Washington County’s Water Situation Has Some Leaders Worried About New Development

A photo of Sand Hollow reservoir.
Lexi Peery
Sand Hollow is the most visited state park in Utah and the reservoir is a vital resource for Washington County.

Washington County is one of the fastest growing areas of Utah, but some local leaders are worried about new development and the county’s water supply.

The county’s Commission tabled two zone change requests on Tuesday for higher density in a rural part of the county. Owners of two lots in New Harmony, in the northern part of the county, were looking to change the zoning from agricultural to residential. The minimum lot sizes were about one acre.

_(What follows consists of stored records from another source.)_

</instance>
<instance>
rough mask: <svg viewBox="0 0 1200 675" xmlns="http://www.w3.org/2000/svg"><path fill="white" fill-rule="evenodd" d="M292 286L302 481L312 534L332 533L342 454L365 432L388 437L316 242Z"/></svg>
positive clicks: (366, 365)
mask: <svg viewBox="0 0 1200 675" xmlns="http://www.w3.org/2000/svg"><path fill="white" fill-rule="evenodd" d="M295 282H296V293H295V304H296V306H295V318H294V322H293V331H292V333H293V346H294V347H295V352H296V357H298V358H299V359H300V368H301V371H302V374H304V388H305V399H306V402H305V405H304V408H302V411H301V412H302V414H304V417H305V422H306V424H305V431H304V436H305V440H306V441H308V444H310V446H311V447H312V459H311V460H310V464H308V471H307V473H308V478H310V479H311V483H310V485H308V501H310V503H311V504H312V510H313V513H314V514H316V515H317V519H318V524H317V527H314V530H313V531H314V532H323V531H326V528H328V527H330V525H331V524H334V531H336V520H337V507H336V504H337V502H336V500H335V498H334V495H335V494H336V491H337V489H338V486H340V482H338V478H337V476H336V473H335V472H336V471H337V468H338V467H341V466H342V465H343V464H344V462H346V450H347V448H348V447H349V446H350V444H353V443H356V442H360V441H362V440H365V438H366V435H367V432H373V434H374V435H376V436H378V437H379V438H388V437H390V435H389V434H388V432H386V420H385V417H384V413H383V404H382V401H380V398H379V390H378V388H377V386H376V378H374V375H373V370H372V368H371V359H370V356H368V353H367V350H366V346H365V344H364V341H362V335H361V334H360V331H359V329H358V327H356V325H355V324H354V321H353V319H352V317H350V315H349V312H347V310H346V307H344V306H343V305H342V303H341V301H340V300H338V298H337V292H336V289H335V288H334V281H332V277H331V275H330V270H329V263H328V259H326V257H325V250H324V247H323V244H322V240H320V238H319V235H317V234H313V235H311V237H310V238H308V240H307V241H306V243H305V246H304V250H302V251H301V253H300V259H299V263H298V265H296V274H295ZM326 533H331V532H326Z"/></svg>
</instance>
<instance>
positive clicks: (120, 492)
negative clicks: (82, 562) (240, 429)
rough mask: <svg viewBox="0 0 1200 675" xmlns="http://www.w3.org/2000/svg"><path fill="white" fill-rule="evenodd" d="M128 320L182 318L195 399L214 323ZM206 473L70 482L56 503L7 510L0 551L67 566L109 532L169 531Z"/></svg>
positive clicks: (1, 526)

Commission Chair Gil Almquist said they tabled the proposals because they’re concerned about the area’s water situation.

“Before we get a handle on the water situation, we cannot keep dipping a straw into our aquifers,” Almquist said Wednesday. “Until we know how much water we really have, I don't think it's responsible for us to be tapping into it.”

Typically, developers are required to have water assurances for subdivision approvals, not zone change requests, according to Scott Messel, the community development director for the county.

“Our standard has always required there to be the utilities provided [for subdivision approval],” Messel said, “but because of our current climate issues, the drought, all of that, it's being talked about and worried about more and more.”

Almquist said they’re now asking the applicants to come back with proof there’s enough water. He said that’s going to be the case for future zone change requests.

Zach Renstrom, the general manager of the Washington County Water Conservancy District, said there’s enough water in the county, for now. But they’re still working on more infrastructure projects, like the planned Toquer Reservoir and potential water reuse systems.

“There's no question that if we didn't bring on new projects, we'd get to a point where we'd run out of water,” Renstrom said, “but that's why we're doing new projects.”

He said he’s also working with municipalities to implement strict conservation measures for all new developments.